States Struggle to Comply with "No Child Left Behind"
January 29, 2003
One year after President Bush signed the "No Child Left Behind" education bill into law, states are struggling to comply with its provisions. The independent Education Commission of the States (ECS) reports many states still have much work to do.
The central goal of the law is a 12-year plan to improve basic skills of the nation's 47 million public school children by improving teacher quality and measuring progress through ambitious testing programs.
- Only 12 states are on track to comply with even half of the 40 federal requirements, the ECS reports -- although the U.S. Department of Education contends that the states are probably further along than the ECS report suggests.
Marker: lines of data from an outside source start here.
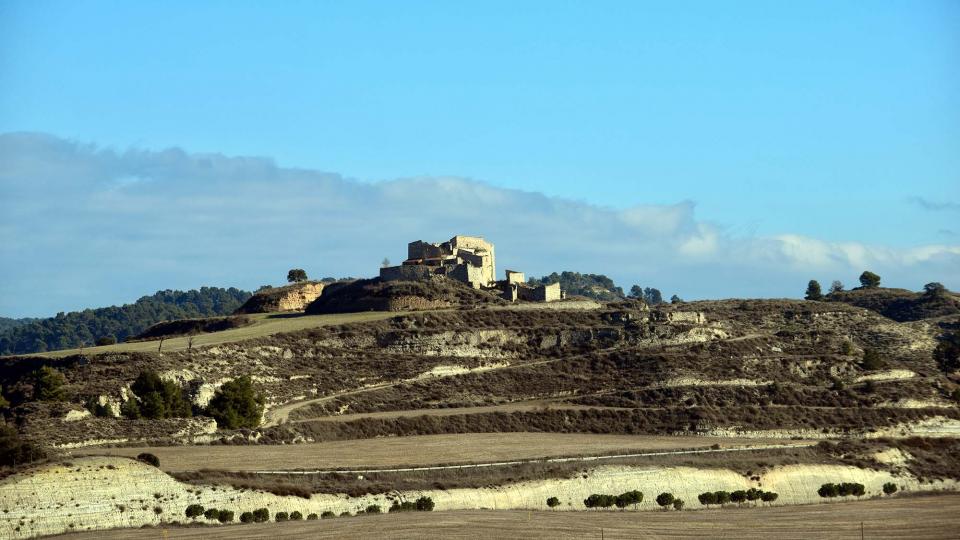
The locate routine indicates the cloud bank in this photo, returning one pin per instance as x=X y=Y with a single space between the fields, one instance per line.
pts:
x=85 y=226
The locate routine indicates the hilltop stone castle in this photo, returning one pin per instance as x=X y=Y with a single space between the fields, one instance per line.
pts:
x=471 y=260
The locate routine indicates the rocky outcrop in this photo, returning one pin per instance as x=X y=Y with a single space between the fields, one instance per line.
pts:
x=102 y=493
x=294 y=297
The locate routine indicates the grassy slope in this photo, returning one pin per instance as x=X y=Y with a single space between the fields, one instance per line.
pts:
x=929 y=517
x=265 y=324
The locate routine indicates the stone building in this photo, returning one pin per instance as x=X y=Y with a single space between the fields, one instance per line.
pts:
x=469 y=259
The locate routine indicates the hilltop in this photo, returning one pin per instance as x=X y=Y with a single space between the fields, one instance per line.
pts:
x=900 y=304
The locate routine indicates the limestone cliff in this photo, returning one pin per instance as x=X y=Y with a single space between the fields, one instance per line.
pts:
x=293 y=297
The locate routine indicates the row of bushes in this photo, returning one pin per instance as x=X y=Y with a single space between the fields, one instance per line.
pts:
x=223 y=516
x=623 y=500
x=842 y=490
x=739 y=496
x=423 y=504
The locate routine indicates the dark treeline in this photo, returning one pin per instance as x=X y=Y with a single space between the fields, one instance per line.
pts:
x=596 y=286
x=84 y=328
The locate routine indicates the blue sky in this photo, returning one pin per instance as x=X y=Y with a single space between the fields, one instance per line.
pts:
x=742 y=122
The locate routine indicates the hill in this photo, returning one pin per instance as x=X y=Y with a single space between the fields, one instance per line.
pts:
x=293 y=297
x=376 y=295
x=83 y=328
x=900 y=304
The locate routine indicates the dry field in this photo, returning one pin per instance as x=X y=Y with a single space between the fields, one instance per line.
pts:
x=265 y=324
x=928 y=517
x=422 y=450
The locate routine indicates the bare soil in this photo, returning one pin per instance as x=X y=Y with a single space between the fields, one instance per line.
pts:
x=929 y=517
x=412 y=451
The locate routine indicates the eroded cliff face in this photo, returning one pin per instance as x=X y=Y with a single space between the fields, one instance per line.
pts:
x=294 y=297
x=102 y=493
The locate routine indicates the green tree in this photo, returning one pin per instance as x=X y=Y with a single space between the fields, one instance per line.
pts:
x=871 y=360
x=48 y=385
x=813 y=290
x=707 y=498
x=947 y=352
x=16 y=451
x=236 y=404
x=194 y=510
x=159 y=398
x=935 y=290
x=296 y=275
x=829 y=490
x=869 y=280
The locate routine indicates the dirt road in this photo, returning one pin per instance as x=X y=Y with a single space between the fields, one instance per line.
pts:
x=900 y=518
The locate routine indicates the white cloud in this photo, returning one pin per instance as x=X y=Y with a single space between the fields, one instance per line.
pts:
x=84 y=226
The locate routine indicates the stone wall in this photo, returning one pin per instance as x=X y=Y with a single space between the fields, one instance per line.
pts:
x=293 y=297
x=406 y=272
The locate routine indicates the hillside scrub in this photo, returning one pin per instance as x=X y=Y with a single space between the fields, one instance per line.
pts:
x=184 y=327
x=157 y=399
x=236 y=404
x=83 y=328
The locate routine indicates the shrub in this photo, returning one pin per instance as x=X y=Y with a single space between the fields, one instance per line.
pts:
x=707 y=498
x=149 y=459
x=159 y=398
x=871 y=360
x=630 y=497
x=14 y=450
x=828 y=490
x=869 y=280
x=425 y=504
x=236 y=405
x=48 y=385
x=194 y=510
x=813 y=290
x=597 y=500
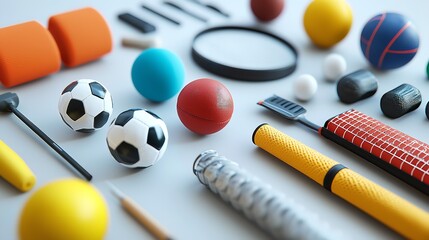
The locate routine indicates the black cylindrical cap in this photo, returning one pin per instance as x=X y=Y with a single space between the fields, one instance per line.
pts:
x=401 y=100
x=356 y=86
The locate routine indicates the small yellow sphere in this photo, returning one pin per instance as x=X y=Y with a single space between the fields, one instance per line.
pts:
x=66 y=209
x=327 y=22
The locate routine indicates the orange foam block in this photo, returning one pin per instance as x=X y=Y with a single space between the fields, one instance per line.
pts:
x=27 y=52
x=82 y=36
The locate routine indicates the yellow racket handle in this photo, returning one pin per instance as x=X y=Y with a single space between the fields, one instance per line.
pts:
x=14 y=170
x=383 y=205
- Some 39 states are developing accountability systems -- but fewer than half are even close to figuring out how to assess or improve children's test scores.
- Forty states are working to identify schools with consistently poor test scores, where students must be offered tutoring or transportation to better public schools; 28 states have a list of approved tutors, and 20 are actually offering tutoring.
- Only 25 states are ready to offer transfers -- which were to have begun last fall in the 48 states with under performing schools -- and only five states have developed policies by which students in "persistently dangerous schools" can transfer.
Ten states have defined what "highly qualified teachers" are -- but only eight are close to having them in their classrooms.
As they face shrinking state budgets, state lawmakers and education officials are complaining that the federal government is saddling schools with dozens of new requirements without providing enough extra money to get the job done.